Chroniques

Le tintamarre

une maman qui se bouche les oreilles
© Istock.

Vendredi 15h, Paul revient à la maison pour le week-end. Il se précipite dans sa chambre, fait valser ses chaussures comme une libération, et attrape un jeu musical qu’il colle à son oreille. Son sourire radieux montre à quel point la mélodie retrouvée est un plaisir. Pendant deux jours et demi, il va déambuler à travers la maison en faisant fonctionner les klaxons, sonneries, et autres musiques synthétiques de ces jeux à piles destinés aux petits de 18 mois.
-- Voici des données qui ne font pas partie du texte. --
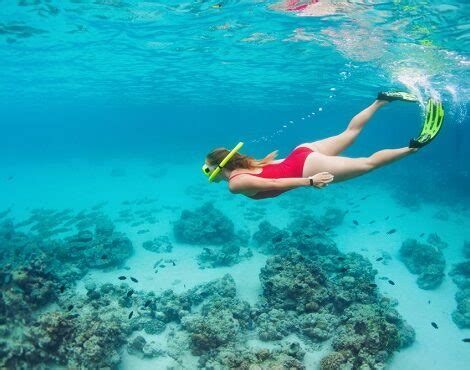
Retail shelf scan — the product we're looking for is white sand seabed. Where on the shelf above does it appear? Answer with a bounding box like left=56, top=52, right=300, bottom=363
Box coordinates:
left=0, top=161, right=470, bottom=370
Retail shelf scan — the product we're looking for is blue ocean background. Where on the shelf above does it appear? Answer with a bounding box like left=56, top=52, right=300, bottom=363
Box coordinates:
left=0, top=0, right=470, bottom=370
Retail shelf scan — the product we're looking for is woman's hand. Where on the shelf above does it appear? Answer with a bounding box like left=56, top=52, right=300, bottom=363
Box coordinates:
left=309, top=172, right=334, bottom=189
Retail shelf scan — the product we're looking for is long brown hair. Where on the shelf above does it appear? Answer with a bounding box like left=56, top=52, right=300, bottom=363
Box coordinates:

Il en raffole et la famille ne se prive pas de lui offrir les dernières nouveautés.

Lorsque je lui retire ce tintamarre, Paul poursuit ses vas-et-viens en criant des onomatopées improbables et dénuées de sens pour le seul plaisir d’entendre le son de sa voix. Il peut aussi reprendre en boucle une mélodie mais il ne retient que les airs des chansons infernales qui vous entrent dans la tête pour huit jours. Impossible de le faire taire ; impossible même de lui faire baisser le son… Ces refrains incessants rendent fous ! Son oncle, qui passe un week-end à la maison, se tape la tête contre les murs pour en sortir la musique de Kiri le clown, qui le poursuit jusqu’au fond de son sommeil…

Le seul avantage de ce vacarme, c’est que je sais toujours où Paul se trouve.  Et lorsqu’enfin le bruit cesse, je me précipite, inquiète, pour vérifier si tout va bien. Quand la maison résonne des cris de Paul, le stress gagne chacun. Le bruit s’infiltre partout. Il est impossible de se concentrer. Il faut attendre que Paul s’endorme pour pouvoir lire, écrire, peindre ou travailler. Lorsque Paul repart à la fin du week-end, je rends un culte irrationnel au silence. Les lundis soir, j’écoute la quiétude de la maison et mesure chacun de mes gestes et chacun de mes pas pour produire le moins de décibels possibles. Je n’ai pas besoin de grand-chose pour me reposer et me ressourcer, juste une journée pour moi sans un bruit.

Marie-Amélie Saunier, ombresetlumiere.fr – 3 juin 2022

portrait de Marie-Amélie Saunier

Marie-Amélie Saunier vit à Lyon. Elle est mère de quatre enfants, dont Paul, atteint d’autisme.